In one revealing passage, Fagen expresses his fondness for Wes Anderson — another perfectionist who seems to approach his art less as a spontaneous eruption of creativity and more as a precise, controlled process of assemblage. In Steely Dan’s heyday, the “band” was mostly a rotating crew of studio musicians, each carefully chosen to play on specific tracks they were suited to. Fagen and his partner Walter Becker would sift mercilessly through these takes, in some instances recording several different guitarists’ versions of a solo before they’d settle on one with the proper vibe. There is a calculated remove to these songs — an ironic distance — not unlike the feeling you often get watching an Anderson film.
Fagen possesses none of the swagger of the typical rock dude — those ambulatory ids who love to splash around inside the chaos of their own stardom. He’s far too self-conscious for that. “The fact is,” he confesses in his introduction, “until I got out of high school, I was pretty sure I’d end up in journalism or teaching English or working in a bookstore or something along those lines.” He is both blessed and cursed with the observer mentality.

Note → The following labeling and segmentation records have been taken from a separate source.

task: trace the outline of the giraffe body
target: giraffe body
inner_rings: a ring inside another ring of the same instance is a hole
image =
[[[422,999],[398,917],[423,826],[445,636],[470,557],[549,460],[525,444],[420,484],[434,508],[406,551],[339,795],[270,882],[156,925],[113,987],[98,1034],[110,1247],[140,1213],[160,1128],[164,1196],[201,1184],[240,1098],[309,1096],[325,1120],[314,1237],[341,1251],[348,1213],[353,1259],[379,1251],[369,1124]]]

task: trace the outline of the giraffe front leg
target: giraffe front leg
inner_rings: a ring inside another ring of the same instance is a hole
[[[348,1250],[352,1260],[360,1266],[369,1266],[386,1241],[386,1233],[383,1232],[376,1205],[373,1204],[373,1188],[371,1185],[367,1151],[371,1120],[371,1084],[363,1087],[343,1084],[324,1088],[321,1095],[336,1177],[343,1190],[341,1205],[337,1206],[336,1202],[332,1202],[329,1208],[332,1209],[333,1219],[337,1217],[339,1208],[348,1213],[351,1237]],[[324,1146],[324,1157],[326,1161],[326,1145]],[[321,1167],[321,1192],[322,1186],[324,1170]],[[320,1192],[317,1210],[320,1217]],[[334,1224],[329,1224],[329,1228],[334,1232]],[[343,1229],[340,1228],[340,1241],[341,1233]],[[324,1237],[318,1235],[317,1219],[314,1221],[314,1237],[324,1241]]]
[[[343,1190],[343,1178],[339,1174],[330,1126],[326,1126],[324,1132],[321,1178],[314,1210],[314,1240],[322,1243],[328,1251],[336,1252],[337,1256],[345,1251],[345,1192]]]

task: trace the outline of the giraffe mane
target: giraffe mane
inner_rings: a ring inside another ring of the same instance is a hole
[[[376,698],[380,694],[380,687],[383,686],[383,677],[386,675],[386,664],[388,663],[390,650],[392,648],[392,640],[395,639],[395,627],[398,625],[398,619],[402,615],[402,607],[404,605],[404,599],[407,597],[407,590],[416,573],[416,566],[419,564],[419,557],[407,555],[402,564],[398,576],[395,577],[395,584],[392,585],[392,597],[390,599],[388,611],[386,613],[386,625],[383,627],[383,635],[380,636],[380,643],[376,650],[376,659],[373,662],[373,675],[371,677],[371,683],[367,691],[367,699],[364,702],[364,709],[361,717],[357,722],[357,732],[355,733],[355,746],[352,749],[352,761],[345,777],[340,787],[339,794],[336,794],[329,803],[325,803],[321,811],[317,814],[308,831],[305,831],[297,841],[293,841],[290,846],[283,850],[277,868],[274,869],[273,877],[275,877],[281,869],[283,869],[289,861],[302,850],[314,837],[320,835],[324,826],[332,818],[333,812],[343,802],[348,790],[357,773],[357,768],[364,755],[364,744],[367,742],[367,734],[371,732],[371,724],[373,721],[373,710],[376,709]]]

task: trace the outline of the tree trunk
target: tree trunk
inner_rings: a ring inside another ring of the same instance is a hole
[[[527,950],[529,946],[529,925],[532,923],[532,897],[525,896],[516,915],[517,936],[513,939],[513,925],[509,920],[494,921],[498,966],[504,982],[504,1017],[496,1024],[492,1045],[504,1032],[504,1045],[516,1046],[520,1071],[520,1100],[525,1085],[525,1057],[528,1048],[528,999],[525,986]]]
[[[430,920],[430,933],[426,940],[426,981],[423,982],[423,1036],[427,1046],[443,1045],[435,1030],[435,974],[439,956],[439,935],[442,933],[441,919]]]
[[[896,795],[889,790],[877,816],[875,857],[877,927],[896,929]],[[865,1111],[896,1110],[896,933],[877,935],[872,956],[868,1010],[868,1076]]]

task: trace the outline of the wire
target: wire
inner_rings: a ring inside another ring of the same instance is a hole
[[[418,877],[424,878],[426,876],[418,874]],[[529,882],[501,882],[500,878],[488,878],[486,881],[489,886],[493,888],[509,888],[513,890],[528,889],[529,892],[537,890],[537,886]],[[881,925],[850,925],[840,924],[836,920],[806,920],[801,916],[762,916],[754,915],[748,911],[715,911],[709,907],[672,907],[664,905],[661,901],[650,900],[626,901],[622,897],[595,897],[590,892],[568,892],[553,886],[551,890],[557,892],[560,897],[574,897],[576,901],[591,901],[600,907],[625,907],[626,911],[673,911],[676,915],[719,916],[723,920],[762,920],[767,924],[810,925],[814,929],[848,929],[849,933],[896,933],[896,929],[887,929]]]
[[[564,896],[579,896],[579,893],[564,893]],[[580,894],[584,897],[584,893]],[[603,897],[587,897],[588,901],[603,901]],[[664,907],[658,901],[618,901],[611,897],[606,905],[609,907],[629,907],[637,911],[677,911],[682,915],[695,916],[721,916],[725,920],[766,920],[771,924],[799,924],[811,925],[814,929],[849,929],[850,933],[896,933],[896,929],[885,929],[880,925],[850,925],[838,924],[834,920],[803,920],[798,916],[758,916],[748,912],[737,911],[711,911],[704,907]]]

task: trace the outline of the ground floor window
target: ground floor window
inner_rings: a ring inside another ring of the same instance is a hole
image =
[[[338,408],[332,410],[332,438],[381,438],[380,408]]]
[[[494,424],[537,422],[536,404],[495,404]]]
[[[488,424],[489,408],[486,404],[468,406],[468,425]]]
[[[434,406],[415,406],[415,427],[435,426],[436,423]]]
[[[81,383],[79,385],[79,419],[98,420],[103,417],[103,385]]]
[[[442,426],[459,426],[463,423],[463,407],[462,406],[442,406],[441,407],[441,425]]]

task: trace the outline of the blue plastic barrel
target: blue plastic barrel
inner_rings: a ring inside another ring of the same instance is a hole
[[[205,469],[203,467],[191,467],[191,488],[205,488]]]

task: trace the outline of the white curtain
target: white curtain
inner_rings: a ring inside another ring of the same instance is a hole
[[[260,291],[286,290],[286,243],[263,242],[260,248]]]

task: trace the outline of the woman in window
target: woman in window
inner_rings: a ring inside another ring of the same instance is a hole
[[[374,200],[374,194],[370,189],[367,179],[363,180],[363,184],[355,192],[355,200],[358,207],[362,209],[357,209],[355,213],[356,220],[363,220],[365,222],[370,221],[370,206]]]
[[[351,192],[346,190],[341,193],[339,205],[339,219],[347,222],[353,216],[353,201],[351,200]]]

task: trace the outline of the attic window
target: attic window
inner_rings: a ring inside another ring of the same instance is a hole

An asset when he’s crafting clever, character-driven song narratives; a hurdle when he’s up on stage or dealing with needy fans.
It also goes a long way toward explaining his appeal to a certain species of shy, cerebral high school kid. The kind of kid who is pretty sure he’ll end up in journalism or something along those lines. Incidentally, as I write this, I notice the Dan is playing at the Beacon. Might try to scalp a ticket. Look for me in the rafters.